During the PASS Summit 14 keynote, TK “Ranga” Rengarajan mentioned briefly Microsoft’s DocumentDB, a new NoSQL database. I was hoping to hear more. It’s an Azure-hosted JSON document data store and seems to be an attempt to marry the schema ‘flexibility’ and easy scalability that developers crave from their databases with the transactional capabilities of a relational database.

Web or mobile applications often need to collect a lot of data, and the structure of this data can be ill-defined; the next ‘row’ won’t necessarily look anything like the previous one. It calls for a more ‘flexible’ and also more easily scalable data store than can be offered by a traditional relational database. Most NoSQL databases boast of being “schema-free” so have the requisite ‘flexibility’, and certainly aren’t burdened with the costs associated with such niceties as enforcing constraints, or maintaining keys. They also offer built-in horizontal scaling, replicating parts of the dataset across numerous ‘utility’ machines and then using Map/Reduce functionality to query it.

Ranga’s point was that every device looks at some different part of the data and all must have ‘consistency’ in the data they share, with this ‘consistency’ enabled via cloud. Eventually, at least.

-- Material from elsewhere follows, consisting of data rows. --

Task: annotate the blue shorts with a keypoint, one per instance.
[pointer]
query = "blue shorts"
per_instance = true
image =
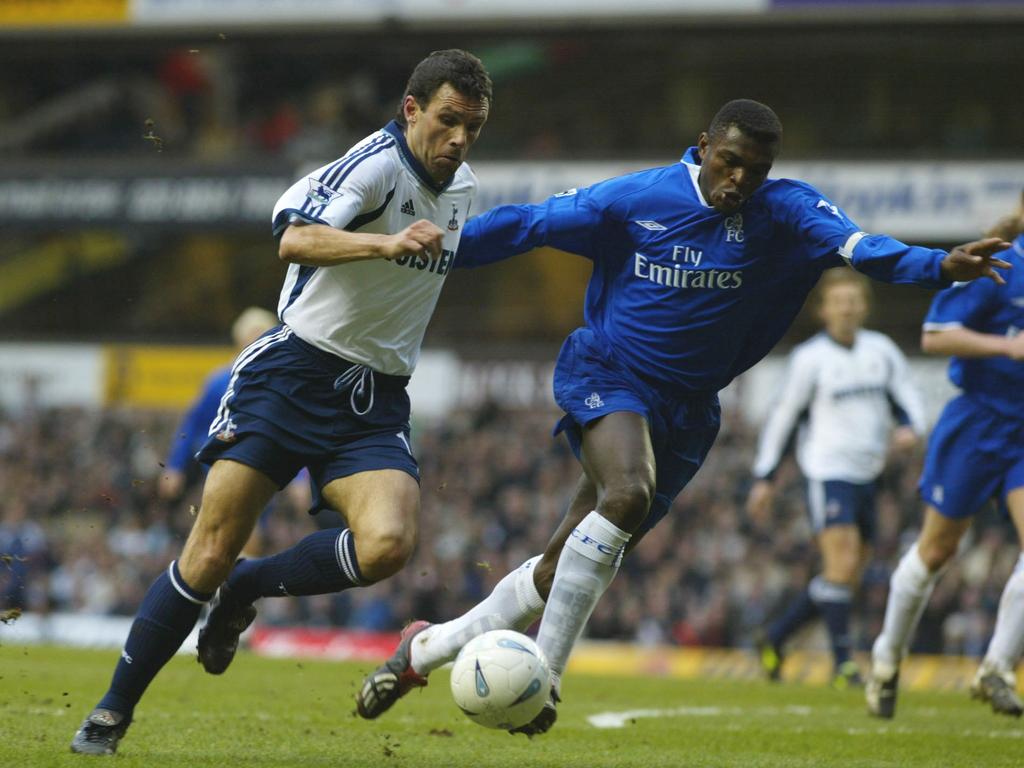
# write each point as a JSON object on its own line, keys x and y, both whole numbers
{"x": 842, "y": 503}
{"x": 590, "y": 383}
{"x": 974, "y": 455}
{"x": 290, "y": 406}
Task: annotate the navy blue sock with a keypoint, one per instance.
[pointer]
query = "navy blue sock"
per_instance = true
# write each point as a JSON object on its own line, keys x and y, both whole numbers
{"x": 322, "y": 563}
{"x": 801, "y": 610}
{"x": 164, "y": 620}
{"x": 834, "y": 600}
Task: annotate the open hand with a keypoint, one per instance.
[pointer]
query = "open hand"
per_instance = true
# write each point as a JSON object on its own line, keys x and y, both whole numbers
{"x": 973, "y": 260}
{"x": 419, "y": 238}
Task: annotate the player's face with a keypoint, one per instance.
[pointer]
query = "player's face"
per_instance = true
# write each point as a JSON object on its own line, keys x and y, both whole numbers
{"x": 844, "y": 308}
{"x": 732, "y": 168}
{"x": 440, "y": 133}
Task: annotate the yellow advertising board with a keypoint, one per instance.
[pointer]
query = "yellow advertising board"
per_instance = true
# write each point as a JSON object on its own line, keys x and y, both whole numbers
{"x": 61, "y": 12}
{"x": 162, "y": 377}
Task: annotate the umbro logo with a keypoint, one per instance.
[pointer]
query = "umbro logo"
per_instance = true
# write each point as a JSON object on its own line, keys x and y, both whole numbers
{"x": 822, "y": 203}
{"x": 652, "y": 225}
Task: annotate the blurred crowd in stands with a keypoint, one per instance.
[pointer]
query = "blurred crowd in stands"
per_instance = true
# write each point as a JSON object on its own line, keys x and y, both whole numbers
{"x": 306, "y": 97}
{"x": 83, "y": 528}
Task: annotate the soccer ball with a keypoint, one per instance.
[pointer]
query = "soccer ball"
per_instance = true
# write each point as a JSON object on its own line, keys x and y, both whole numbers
{"x": 501, "y": 679}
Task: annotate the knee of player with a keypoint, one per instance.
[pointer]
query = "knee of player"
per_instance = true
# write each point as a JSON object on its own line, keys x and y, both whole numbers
{"x": 627, "y": 503}
{"x": 384, "y": 553}
{"x": 842, "y": 567}
{"x": 936, "y": 552}
{"x": 209, "y": 562}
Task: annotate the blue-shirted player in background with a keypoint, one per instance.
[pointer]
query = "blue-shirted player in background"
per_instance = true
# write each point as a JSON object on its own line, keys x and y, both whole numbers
{"x": 976, "y": 453}
{"x": 699, "y": 267}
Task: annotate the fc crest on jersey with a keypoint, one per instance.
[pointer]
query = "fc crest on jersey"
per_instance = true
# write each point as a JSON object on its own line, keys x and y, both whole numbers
{"x": 321, "y": 194}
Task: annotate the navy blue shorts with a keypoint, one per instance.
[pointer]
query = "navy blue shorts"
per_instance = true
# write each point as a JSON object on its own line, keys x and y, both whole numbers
{"x": 590, "y": 383}
{"x": 842, "y": 503}
{"x": 974, "y": 455}
{"x": 290, "y": 406}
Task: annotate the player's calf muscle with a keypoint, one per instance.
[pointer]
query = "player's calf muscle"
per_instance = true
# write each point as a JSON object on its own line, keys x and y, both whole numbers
{"x": 383, "y": 553}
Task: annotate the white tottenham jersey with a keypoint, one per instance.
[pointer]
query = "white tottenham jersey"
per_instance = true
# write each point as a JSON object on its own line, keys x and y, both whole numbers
{"x": 374, "y": 312}
{"x": 842, "y": 400}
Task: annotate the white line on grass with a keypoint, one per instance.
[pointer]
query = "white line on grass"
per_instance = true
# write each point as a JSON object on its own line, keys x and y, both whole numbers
{"x": 620, "y": 719}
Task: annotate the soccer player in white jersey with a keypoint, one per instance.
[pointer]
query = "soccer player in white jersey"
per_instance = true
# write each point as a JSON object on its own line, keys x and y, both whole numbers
{"x": 842, "y": 392}
{"x": 975, "y": 454}
{"x": 370, "y": 240}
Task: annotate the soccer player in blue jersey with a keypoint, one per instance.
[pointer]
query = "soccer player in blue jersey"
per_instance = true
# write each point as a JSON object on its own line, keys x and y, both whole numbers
{"x": 846, "y": 394}
{"x": 699, "y": 267}
{"x": 193, "y": 431}
{"x": 369, "y": 240}
{"x": 975, "y": 454}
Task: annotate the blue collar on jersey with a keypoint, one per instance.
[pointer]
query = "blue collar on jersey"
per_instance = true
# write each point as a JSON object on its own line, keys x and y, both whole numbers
{"x": 399, "y": 136}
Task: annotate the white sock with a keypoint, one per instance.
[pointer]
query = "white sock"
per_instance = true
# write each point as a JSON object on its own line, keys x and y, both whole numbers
{"x": 514, "y": 604}
{"x": 909, "y": 589}
{"x": 586, "y": 567}
{"x": 1008, "y": 641}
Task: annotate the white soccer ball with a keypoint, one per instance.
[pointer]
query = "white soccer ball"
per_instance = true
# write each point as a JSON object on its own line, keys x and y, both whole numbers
{"x": 501, "y": 679}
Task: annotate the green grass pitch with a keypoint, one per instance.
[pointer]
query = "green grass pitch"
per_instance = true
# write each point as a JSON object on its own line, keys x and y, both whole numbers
{"x": 267, "y": 712}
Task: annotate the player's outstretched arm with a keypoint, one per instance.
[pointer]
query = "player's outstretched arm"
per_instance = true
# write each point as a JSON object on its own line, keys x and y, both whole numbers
{"x": 569, "y": 221}
{"x": 965, "y": 342}
{"x": 318, "y": 245}
{"x": 977, "y": 259}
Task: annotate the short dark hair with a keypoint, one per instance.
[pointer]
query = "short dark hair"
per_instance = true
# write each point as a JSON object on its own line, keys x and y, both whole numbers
{"x": 753, "y": 118}
{"x": 843, "y": 275}
{"x": 460, "y": 69}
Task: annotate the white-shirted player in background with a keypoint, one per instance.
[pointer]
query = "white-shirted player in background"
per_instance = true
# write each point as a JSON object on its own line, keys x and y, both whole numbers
{"x": 370, "y": 239}
{"x": 844, "y": 391}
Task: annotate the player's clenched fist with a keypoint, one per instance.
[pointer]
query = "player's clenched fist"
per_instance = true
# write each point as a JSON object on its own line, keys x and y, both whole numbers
{"x": 973, "y": 260}
{"x": 419, "y": 237}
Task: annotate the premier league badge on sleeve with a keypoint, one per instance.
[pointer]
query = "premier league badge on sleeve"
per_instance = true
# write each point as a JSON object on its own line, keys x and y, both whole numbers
{"x": 321, "y": 194}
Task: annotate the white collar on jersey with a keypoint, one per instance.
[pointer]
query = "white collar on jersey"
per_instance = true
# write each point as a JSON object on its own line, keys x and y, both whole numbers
{"x": 695, "y": 178}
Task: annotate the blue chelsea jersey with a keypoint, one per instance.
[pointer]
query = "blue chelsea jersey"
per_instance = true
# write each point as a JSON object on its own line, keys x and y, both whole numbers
{"x": 686, "y": 297}
{"x": 989, "y": 308}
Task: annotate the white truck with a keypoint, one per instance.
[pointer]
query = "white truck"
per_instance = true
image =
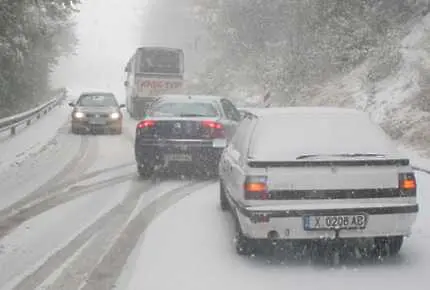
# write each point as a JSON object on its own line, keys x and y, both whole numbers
{"x": 150, "y": 72}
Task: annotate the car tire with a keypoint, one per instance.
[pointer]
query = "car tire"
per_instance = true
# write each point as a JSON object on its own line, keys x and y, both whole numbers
{"x": 75, "y": 130}
{"x": 244, "y": 245}
{"x": 145, "y": 171}
{"x": 223, "y": 198}
{"x": 389, "y": 246}
{"x": 117, "y": 131}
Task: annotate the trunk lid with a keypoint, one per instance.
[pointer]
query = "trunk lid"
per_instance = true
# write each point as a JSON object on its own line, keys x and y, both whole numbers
{"x": 180, "y": 128}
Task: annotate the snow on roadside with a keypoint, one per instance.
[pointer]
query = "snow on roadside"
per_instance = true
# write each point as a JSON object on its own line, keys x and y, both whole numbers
{"x": 27, "y": 247}
{"x": 31, "y": 140}
{"x": 393, "y": 102}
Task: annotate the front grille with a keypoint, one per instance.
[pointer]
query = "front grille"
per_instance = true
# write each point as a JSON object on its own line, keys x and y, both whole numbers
{"x": 339, "y": 194}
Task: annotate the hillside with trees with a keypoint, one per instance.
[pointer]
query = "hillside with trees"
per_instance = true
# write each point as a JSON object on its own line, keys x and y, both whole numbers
{"x": 33, "y": 35}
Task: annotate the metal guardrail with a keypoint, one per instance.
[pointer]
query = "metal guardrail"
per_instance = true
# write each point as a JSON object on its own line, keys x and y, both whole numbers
{"x": 11, "y": 123}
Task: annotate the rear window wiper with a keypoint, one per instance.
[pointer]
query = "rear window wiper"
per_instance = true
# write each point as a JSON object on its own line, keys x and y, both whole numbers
{"x": 352, "y": 155}
{"x": 193, "y": 115}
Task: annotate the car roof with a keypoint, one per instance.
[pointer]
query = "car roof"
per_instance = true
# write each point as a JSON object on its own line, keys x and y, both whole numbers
{"x": 315, "y": 110}
{"x": 286, "y": 133}
{"x": 96, "y": 93}
{"x": 183, "y": 97}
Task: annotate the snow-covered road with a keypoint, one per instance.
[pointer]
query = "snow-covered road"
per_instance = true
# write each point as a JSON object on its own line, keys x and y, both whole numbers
{"x": 76, "y": 210}
{"x": 191, "y": 247}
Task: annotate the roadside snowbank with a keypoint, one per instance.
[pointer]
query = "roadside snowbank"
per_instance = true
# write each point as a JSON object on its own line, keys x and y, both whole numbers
{"x": 399, "y": 102}
{"x": 30, "y": 141}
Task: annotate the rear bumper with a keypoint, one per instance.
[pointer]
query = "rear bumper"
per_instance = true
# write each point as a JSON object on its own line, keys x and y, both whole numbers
{"x": 382, "y": 222}
{"x": 85, "y": 125}
{"x": 202, "y": 152}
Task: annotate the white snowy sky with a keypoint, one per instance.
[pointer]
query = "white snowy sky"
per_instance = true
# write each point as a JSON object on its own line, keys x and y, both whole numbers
{"x": 108, "y": 33}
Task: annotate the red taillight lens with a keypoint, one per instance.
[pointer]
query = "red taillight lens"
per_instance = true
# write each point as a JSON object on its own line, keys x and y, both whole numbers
{"x": 255, "y": 188}
{"x": 145, "y": 124}
{"x": 216, "y": 130}
{"x": 407, "y": 182}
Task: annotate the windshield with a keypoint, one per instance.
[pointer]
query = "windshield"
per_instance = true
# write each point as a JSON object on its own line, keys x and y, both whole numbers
{"x": 160, "y": 61}
{"x": 183, "y": 109}
{"x": 97, "y": 100}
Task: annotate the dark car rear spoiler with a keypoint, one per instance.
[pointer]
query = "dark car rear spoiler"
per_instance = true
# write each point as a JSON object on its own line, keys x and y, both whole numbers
{"x": 318, "y": 163}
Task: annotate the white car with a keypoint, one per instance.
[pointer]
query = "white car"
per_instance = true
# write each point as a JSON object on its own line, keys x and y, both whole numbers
{"x": 316, "y": 173}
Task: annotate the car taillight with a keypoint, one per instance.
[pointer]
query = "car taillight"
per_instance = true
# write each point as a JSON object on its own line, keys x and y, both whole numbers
{"x": 255, "y": 188}
{"x": 216, "y": 130}
{"x": 145, "y": 124}
{"x": 407, "y": 182}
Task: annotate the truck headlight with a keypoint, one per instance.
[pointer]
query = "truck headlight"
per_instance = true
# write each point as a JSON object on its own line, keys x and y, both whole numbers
{"x": 115, "y": 116}
{"x": 79, "y": 115}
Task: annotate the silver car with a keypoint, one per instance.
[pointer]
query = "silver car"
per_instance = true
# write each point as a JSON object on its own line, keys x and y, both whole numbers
{"x": 316, "y": 174}
{"x": 96, "y": 112}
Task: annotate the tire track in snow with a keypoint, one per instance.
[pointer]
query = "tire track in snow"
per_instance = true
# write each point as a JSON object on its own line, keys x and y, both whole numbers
{"x": 86, "y": 156}
{"x": 107, "y": 272}
{"x": 26, "y": 213}
{"x": 79, "y": 270}
{"x": 56, "y": 260}
{"x": 116, "y": 237}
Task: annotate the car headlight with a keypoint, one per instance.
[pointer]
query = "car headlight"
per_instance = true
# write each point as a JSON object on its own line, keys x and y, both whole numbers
{"x": 115, "y": 116}
{"x": 79, "y": 115}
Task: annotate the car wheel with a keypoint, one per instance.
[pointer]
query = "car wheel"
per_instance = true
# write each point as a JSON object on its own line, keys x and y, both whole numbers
{"x": 117, "y": 131}
{"x": 223, "y": 198}
{"x": 75, "y": 130}
{"x": 244, "y": 245}
{"x": 145, "y": 171}
{"x": 389, "y": 246}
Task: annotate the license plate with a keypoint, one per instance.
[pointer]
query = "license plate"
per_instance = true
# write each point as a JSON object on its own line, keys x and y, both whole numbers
{"x": 97, "y": 122}
{"x": 334, "y": 222}
{"x": 219, "y": 143}
{"x": 178, "y": 157}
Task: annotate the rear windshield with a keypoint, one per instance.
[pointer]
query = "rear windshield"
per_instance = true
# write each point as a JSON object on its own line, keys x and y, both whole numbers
{"x": 286, "y": 138}
{"x": 97, "y": 100}
{"x": 184, "y": 109}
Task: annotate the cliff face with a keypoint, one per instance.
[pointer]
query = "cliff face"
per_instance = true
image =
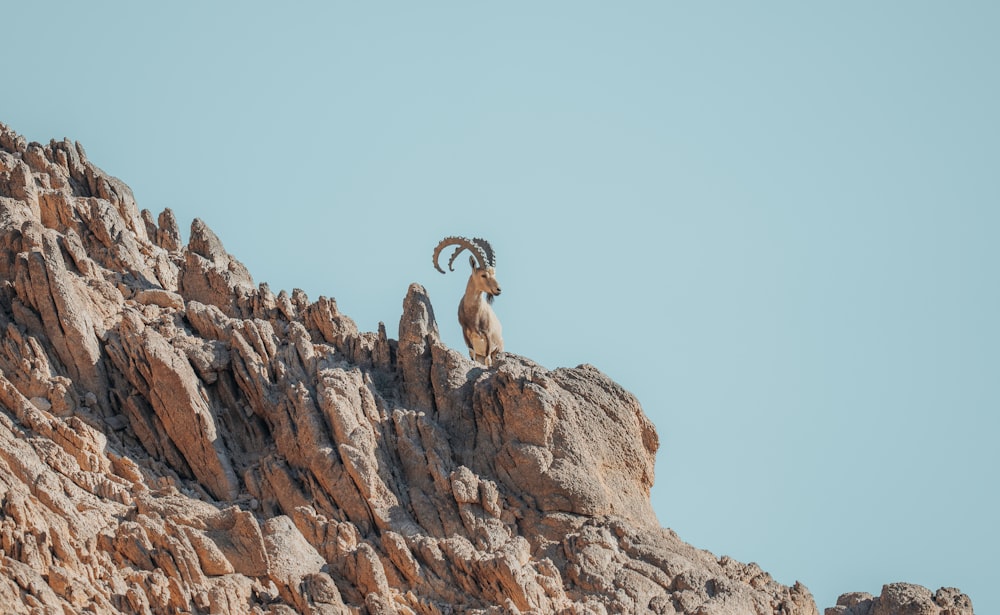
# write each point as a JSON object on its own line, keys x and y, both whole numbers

Without ACID transactions, there is no guarantee one transaction won’t see the partial effects of another. If the data is only ‘eventually consistent’, a model employed by many NoSQL databases, then in theory a query could read invalid data values, because the full effects of a set of writes hasn’t yet propagated to all part of the distributed system. In practice, it’s usually not as bad as this sounds. In some NoSQL stores, it might mean queries read a correct, but stale data value, rather than the true current value. Also, some NoSQL systems do use distributed transactions to enforce ACID properties during modifications, which works most of the time. Neither proposition is ideal.

DocumentDB tries to offer the answer to these apparently-conflicting requirements of flexibility and scalability versus data consistency. It is schema-free and designed to ‘scale linearly’. However, it also comes with many features comforting to the DBA. We can access data using a very SQL-like syntax. We can create stored procedures, triggers and user defined types, albeit in JavaScript (no groaning at the back).

Crucially, it also seems to offer a high degree of control over the transactional consistency. We register a JavaScript stored procedure with a collection of documents, and DocumentDB will execute transactions using Snapshot isolation, across any documents in a collection (although not between collections).